State Secretary for the Ministry of Transport
- In office 4 November 2022 – 9 January 2026
- Prime Minister: Jonas Gahr Støre
- Minister: Jon-Ivar Nygård

Deputy Member of the Storting
- In office 1 October 2017 – 30 September 2025
- Deputising for: Hadia Tajik (2021–2022)
- Constituency: Rogaland

Personal details
- Born: 27 February 1986 (age 40)
- Party: Labour
- Alma mater: University of Bergen
- Occupation: Jurist Politician

= Tom Kalsås =

Norwegian politician

Tom Kalsås (born 27 February 1986) is a Norwegian jurist and politician for the Labour Party. He served as a deputy member of the Storting for Rogaland from 2017 to 2025 and a State Secretary at the Ministry of Transport from 2022 to 2026.
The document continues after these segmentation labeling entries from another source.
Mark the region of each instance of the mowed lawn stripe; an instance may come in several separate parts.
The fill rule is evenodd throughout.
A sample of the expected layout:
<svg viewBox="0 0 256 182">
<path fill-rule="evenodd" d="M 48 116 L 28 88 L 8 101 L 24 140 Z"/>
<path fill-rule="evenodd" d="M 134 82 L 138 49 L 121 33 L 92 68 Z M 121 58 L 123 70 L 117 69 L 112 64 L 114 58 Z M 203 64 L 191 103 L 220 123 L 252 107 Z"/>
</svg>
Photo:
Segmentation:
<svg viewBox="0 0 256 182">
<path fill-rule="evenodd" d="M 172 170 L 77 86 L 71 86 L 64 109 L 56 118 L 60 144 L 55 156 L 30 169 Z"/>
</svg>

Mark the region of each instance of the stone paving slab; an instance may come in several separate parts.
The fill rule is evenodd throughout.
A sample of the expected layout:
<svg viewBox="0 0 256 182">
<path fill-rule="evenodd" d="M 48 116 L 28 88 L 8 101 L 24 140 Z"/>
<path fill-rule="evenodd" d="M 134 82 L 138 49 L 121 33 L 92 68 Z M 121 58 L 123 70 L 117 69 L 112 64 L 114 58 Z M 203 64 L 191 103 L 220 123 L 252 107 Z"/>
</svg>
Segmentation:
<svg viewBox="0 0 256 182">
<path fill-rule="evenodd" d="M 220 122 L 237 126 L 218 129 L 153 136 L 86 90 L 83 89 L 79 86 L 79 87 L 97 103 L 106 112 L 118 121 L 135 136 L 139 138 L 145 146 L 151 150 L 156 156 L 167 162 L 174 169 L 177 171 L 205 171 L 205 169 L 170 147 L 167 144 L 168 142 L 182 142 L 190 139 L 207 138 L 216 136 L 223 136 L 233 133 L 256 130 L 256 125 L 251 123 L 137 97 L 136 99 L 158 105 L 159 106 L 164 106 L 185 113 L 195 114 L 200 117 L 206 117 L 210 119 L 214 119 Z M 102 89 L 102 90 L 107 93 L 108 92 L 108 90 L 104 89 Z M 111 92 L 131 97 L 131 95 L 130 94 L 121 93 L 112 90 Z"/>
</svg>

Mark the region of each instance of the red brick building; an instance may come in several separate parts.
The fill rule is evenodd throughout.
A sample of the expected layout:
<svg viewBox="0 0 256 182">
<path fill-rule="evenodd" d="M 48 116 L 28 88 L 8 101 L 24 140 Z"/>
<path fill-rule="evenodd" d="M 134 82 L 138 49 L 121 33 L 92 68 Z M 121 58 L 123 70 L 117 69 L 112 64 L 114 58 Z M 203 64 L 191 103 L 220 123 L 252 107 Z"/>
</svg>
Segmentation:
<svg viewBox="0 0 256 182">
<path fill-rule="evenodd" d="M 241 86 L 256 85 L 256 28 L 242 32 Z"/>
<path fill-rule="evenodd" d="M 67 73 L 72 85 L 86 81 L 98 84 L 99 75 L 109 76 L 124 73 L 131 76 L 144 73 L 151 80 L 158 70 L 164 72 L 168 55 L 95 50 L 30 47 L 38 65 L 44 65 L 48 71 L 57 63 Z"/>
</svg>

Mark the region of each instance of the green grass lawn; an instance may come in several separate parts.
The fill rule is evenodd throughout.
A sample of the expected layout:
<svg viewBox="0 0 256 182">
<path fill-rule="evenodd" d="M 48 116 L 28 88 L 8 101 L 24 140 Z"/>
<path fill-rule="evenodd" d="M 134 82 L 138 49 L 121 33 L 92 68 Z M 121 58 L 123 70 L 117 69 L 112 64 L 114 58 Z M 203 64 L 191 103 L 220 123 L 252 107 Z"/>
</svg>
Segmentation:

==Early and personal life==
Born on 27 February 1986, Kalsås graduated in jurisprudence from the University of Bergen in 2011. He was later assigned with tha law firm Haver.

==Political career==
=== Local politics ===
Kalsås was elected to the Gjesdal municipal council in the 2007 local elections. Following the 2019 elections, he was elected to the Rogaland County Council and became his party's group leader.

In 2022, he became the Rogaland Labour Party's candidate for county mayor. However in November, he was appointed state secretary in the Støre Cabinet, forcing the county chapter to look for a new candidate.

=== Parliament ===
He was elected deputy representative to the Storting from the constituency of Rogaland for the periods 2017–2021 and 2021–2025, for the Labour Party. He deputised for Hadia Tajik in the Storting from 2021 to 2022
while Tajik was government minister.

=== State Secretary ===
On 4 November 2022, Kalsås was appointed state secretary at the Ministry of Transport.

In December, following criticism from citizens of Møre og Romsdal regarding cuts in ferry offers, Kalsås asserted that the government would be prioritising ferries going forwards and that 420 million NOK would be spent to reduce ferry prices in 2023.

In January 2023, it was revealed that an elderly woman had been found dead outside Oslo after a taxi had meant to deliver her to Lilleborg Health House. The death was one of many to have occurred since 2014, and Oslo University Hospital has since 2018 asked to transport their severely ill patients, but have always been rejected due to them requiring a taxi permit to do so. Kalsås reiterated this when asked about the case by NRK, saying: "There is a reason to look at where the boundaries should go, should there be more exceptions to the permit requirement".

He stepped down as state secretary on 9 January 2026.